Le petit cartel didactique de l’exposition bordelaise, si idéologiquement orienté, si ultra-vulgarisé qu’il en devient fallacieux, ravive cette blessure. Le temps des lectures, des récits est prioritaire dans la maîtrise de la langue.
Ce petit texte didactique qui soulève la colère est également un prétexte, ou plutôt une occasion pour Anne-Marie Garat de faire un très documenté retour sur l’esclavage bordelais, car Bordeaux fut une ville négrière, et il faut s’en souvenir et s’en indigner. L’histoire de deux esclaves bordelaises de la fin du XVIIIe siècle, Modeste Testas et Marie-Louise Charles, vient en témoigner. Il s’agit de faire œuvre d’histoire car « Le présent c’est l’actualité du passé », selon l’historien Patrick Boucheron. « Il n’existe pas plus d’homme noir que de blanc. Il n’existe que l’homme en son universalité et sa diversité ». Mais le syndrome de la persécution « ne s’efface pas d’un coup de gomme soixante ans à peine après l’abolition de l’indigénat, puissant avatar colonial de l’esclavagisme ».
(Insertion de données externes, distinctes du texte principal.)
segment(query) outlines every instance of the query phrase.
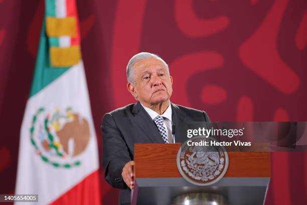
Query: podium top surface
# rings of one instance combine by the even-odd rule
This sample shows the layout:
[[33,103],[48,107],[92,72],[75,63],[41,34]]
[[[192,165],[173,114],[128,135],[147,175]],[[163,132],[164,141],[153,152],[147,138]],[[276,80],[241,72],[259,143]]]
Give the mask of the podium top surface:
[[[136,178],[181,177],[177,156],[180,143],[136,144]],[[269,152],[228,152],[229,165],[224,177],[270,177]]]

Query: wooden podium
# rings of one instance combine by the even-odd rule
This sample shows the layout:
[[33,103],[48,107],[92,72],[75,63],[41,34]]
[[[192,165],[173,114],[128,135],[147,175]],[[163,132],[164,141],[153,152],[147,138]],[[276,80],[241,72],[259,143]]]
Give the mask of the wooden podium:
[[270,177],[269,152],[228,152],[227,172],[219,181],[198,186],[183,178],[176,163],[181,144],[136,144],[131,204],[169,205],[192,193],[218,193],[230,204],[262,204]]

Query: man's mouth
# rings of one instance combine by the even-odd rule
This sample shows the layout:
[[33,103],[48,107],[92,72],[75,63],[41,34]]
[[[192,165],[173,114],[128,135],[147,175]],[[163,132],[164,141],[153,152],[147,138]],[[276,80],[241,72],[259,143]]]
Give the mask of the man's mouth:
[[154,92],[154,93],[155,93],[156,92],[160,92],[161,91],[165,91],[165,90],[164,90],[164,89],[159,89],[156,90],[155,92]]

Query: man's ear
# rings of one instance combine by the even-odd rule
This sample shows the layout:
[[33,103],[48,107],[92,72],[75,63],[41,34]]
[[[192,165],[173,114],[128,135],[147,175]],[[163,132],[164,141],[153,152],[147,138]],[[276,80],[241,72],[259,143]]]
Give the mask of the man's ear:
[[132,96],[136,99],[137,98],[137,94],[135,90],[135,86],[132,82],[128,82],[127,83],[127,88],[128,90],[132,95]]
[[171,81],[171,84],[173,85],[173,77],[170,75],[170,81]]

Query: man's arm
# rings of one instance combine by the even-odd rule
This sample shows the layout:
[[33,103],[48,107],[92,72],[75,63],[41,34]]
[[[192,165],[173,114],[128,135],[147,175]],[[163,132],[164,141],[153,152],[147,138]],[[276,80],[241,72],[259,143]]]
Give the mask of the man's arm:
[[131,161],[128,147],[110,114],[103,117],[101,129],[104,133],[102,164],[104,177],[112,187],[125,189],[127,185],[121,174],[123,167]]

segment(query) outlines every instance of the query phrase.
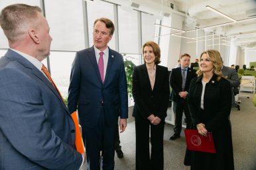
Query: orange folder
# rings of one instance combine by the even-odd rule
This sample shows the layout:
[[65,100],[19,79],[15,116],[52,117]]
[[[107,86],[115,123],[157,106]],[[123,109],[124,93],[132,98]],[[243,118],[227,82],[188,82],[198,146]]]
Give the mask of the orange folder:
[[84,153],[85,151],[84,145],[83,138],[82,138],[82,135],[81,135],[81,131],[79,128],[78,119],[78,116],[76,115],[76,111],[74,111],[72,114],[71,114],[71,117],[73,119],[73,121],[75,124],[75,128],[76,128],[76,150],[81,153]]
[[212,134],[208,133],[207,136],[198,134],[197,130],[184,130],[186,142],[188,150],[200,151],[216,153]]

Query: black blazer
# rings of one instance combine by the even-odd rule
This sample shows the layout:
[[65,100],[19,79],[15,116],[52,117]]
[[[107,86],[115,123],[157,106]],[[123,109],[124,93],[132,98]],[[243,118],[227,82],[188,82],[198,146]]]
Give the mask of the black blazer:
[[206,85],[204,108],[206,114],[202,115],[199,114],[202,91],[202,76],[192,79],[188,95],[188,103],[194,128],[196,124],[204,123],[209,132],[214,132],[229,125],[231,104],[230,89],[230,83],[227,79],[221,78],[217,81],[217,76],[214,75]]
[[147,118],[151,114],[161,120],[166,116],[170,96],[168,73],[166,67],[157,65],[156,78],[152,90],[146,64],[135,67],[133,73],[133,116]]
[[[196,77],[196,70],[188,67],[184,88],[185,91],[188,91],[190,81],[195,77]],[[179,101],[181,97],[178,93],[182,91],[182,75],[180,67],[172,69],[170,75],[170,85],[172,89],[172,99],[174,101]]]

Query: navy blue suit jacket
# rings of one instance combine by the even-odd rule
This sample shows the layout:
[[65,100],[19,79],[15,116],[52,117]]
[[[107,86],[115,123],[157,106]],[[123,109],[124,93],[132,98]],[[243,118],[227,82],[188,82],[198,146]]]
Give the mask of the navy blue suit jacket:
[[[186,71],[186,83],[184,91],[188,91],[190,85],[191,80],[196,77],[196,70],[188,67]],[[172,99],[174,101],[180,101],[181,97],[178,93],[182,91],[182,75],[181,74],[181,67],[174,68],[170,75],[170,85],[172,89]]]
[[78,169],[74,129],[46,76],[9,50],[0,59],[0,169]]
[[78,106],[83,127],[96,127],[101,102],[108,126],[116,126],[118,117],[128,118],[127,85],[123,56],[109,48],[109,58],[102,83],[94,47],[76,53],[68,89],[68,110]]

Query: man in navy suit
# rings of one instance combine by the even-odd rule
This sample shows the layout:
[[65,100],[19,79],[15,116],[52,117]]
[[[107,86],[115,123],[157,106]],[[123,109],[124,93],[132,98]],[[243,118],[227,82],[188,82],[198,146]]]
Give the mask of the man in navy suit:
[[175,114],[174,134],[170,140],[180,137],[183,112],[186,116],[187,128],[190,126],[191,117],[188,111],[186,97],[192,78],[196,76],[196,71],[188,67],[190,56],[184,54],[180,56],[180,67],[172,69],[170,75],[170,85],[172,89],[173,111]]
[[79,169],[74,122],[41,71],[52,41],[41,9],[8,6],[0,24],[10,47],[0,59],[0,169]]
[[94,45],[76,53],[71,71],[68,106],[70,113],[78,106],[90,170],[99,169],[101,151],[103,169],[114,169],[119,116],[121,132],[127,126],[128,97],[123,60],[107,46],[114,30],[109,19],[97,19],[94,25]]

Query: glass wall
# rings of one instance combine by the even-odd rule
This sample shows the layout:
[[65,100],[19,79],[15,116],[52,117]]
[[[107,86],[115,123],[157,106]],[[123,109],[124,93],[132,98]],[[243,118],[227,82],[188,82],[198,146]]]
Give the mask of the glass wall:
[[[99,18],[104,17],[107,18],[114,22],[114,5],[112,3],[96,1],[93,2],[87,3],[87,13],[88,13],[88,33],[89,33],[89,44],[92,46],[94,44],[92,38],[92,32],[94,30],[94,21]],[[116,27],[117,26],[115,25]],[[113,36],[112,39],[108,44],[110,48],[117,50],[115,49],[115,35]]]

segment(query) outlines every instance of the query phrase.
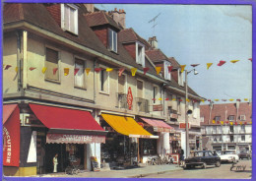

Le livre est une prise de parole insurgée, une prise de position engagée, une mise au point teintée d’« humeur noire », c’est-à-dire de colère, de dépit et de mélancolie.
Sylvie Ferrando
Née en 1946 à Bordeaux, Anne-Marie Garat est romancière. Elle a obtenu le Prix Femina pour Aden (1992), et elle est l’auteure d’une trilogie : Dans la main du diable (2006), L’Enfant des ténèbres (2008), et Pense à demain (2010). Ayant longtemps enseigné le cinéma et la photographie, elle fut chargée de mission, auprès de Jack Lang, pour l’enseignement du cinéma à l’école. Ses derniers romans parus sont : La Source (2015), Le Grand Nord-Ouest (2018), et La Nuit atlantique (2020).